Buße tun und Steinigung des Teufels

Muslimische Pilger umrunden während der Hadsch die Kaaba in Mekka. Bildrechte: picture alliance/dpa | --

Zur Hadsch gehört auch der Bußgang auf den "Gnadenhügel" am Berg Arafat rund 25 Kilometer von Mekka entfernt. Hier beten die Pilger vom Mittag bis zum Sonnenuntergang, lesen im Koran. Nach der Übernachtung in Muzdalifa - einer bei Mekka gelegene Ebene - findet in Mina (ein Tal bei Mekka) die symbolische Steinigung des Teufels statt. Mit Opfergaben erinnern die Muslime an die Bereitschaft Ibrahims, seinen Sohn Gott zu opfern.

Das Opferfest ist der Höhepunkt des Pilgermonats. Es ist das höchste Fest im Islam.
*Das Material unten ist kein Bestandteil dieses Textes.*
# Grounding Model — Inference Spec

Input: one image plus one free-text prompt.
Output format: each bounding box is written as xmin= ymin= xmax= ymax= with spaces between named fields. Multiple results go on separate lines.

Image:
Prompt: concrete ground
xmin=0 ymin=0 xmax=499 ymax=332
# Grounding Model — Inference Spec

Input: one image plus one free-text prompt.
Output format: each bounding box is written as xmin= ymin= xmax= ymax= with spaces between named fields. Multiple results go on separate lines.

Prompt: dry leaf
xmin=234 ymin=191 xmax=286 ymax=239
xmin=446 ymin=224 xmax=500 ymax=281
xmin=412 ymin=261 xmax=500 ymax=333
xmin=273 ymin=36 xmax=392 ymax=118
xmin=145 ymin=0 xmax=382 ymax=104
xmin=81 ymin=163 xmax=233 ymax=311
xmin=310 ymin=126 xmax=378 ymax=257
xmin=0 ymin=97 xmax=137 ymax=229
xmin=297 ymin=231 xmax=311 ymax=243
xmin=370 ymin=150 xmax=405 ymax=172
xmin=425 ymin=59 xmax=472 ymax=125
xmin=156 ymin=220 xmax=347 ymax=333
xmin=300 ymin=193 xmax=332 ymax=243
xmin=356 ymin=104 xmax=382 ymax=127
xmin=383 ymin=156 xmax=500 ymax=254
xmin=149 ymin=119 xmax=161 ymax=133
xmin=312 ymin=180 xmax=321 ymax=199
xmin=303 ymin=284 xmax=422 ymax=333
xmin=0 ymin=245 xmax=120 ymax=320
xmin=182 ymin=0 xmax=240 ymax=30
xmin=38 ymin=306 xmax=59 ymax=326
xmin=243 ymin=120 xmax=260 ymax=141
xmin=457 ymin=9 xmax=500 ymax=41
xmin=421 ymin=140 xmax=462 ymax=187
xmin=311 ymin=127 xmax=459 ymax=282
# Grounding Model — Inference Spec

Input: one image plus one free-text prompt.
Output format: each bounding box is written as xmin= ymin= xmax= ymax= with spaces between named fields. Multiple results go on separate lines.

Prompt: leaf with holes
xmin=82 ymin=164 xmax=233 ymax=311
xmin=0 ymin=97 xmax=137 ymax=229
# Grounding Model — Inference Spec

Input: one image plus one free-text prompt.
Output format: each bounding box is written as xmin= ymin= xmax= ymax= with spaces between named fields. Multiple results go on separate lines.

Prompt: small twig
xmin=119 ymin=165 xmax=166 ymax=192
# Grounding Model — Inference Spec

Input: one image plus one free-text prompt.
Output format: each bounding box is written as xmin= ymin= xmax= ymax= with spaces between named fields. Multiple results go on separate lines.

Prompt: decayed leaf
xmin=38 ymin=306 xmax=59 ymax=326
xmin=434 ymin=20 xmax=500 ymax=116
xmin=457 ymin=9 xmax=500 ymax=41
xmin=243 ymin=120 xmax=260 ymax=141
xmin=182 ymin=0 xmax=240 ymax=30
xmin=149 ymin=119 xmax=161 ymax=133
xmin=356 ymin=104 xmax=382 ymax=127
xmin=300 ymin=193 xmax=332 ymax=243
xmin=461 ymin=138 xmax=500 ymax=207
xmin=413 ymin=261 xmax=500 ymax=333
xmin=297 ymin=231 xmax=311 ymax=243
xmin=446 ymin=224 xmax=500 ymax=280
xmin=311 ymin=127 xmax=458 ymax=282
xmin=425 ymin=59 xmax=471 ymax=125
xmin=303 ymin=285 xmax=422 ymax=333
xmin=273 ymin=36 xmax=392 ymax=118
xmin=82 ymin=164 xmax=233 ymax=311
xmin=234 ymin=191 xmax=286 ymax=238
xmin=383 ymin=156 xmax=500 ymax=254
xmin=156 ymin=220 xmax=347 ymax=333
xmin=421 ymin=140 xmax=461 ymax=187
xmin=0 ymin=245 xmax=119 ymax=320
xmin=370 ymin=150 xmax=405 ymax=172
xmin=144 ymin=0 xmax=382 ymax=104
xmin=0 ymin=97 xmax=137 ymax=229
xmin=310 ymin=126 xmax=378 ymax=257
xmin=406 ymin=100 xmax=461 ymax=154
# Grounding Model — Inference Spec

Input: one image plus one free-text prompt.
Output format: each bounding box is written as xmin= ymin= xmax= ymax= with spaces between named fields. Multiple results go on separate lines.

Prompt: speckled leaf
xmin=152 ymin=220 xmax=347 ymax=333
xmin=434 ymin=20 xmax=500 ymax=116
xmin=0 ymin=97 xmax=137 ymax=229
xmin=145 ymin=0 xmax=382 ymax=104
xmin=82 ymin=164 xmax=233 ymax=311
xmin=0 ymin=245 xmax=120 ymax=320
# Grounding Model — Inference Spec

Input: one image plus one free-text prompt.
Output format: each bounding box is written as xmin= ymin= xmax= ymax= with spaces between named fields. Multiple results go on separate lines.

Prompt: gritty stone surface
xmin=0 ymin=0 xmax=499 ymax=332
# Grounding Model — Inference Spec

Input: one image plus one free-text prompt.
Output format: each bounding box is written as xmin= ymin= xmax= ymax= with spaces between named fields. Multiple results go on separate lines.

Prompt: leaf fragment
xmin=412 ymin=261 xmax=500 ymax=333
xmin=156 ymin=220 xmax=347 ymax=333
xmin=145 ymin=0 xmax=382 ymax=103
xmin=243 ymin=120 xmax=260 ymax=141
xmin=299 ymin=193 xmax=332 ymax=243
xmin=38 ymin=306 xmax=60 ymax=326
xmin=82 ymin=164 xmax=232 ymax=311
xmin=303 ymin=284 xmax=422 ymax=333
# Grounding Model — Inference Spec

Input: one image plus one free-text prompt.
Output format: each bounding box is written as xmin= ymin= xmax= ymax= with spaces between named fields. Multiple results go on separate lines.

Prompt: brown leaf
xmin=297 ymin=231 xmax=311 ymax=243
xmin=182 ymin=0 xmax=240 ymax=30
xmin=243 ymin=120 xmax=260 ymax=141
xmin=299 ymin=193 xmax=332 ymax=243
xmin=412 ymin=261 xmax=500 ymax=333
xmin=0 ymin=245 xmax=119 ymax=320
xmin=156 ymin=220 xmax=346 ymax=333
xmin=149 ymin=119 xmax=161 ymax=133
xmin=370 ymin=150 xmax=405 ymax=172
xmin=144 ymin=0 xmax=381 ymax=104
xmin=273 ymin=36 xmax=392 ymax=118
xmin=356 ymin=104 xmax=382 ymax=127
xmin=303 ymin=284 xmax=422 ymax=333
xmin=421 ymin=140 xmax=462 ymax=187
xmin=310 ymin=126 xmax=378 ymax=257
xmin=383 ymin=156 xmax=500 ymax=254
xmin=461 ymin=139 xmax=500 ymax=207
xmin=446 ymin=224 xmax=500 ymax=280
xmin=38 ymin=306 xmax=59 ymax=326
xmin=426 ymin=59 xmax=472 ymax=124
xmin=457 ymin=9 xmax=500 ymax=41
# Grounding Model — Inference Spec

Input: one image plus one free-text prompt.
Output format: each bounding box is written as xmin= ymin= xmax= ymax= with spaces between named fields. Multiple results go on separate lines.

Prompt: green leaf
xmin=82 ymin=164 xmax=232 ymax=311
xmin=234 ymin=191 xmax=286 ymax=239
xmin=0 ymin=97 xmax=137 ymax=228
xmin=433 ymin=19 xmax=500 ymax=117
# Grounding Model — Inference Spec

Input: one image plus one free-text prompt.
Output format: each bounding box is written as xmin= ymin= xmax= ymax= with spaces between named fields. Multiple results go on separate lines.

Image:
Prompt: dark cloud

Einem Ritus folgend werden dazu Tiere geschlachtet. Wohlhabenden Gläubigen kommt die Verantwortung zu, ein Drittel des Opfertieres an sozial und finanziell Bedürftige, ein weiteres Drittel an die Nachbarn und das letzte Drittel an die Familie zu geben. Zum Opferfest finden sich die Gläubigen in der Moschee zum Gebet ein. Danach werden Verwandte und Bekannte besucht, um gemeinsam zu essen, zu trinken und einander zu beschenken.

Im arabischen Raum heißt das Opferfest Eid ul-Adha oder Eid al-Adha, in der Türkei Kurban Bayrami.

Ist das Opferfest ein gesetzlicher Feiertag?

Obwohl von vielen muslimischen Verbänden gefordert, ist das Opferfest kein gesetzlicher Feiertag. Dennoch können Gläubige bei ihrem Arbeitgeber unbezahlten Urlaub beantragen. Für Schülerinnen und Schülern gilt: Deren Erziehungsberechtigte können bei Schulen den Antrag auf schulfrei stellen.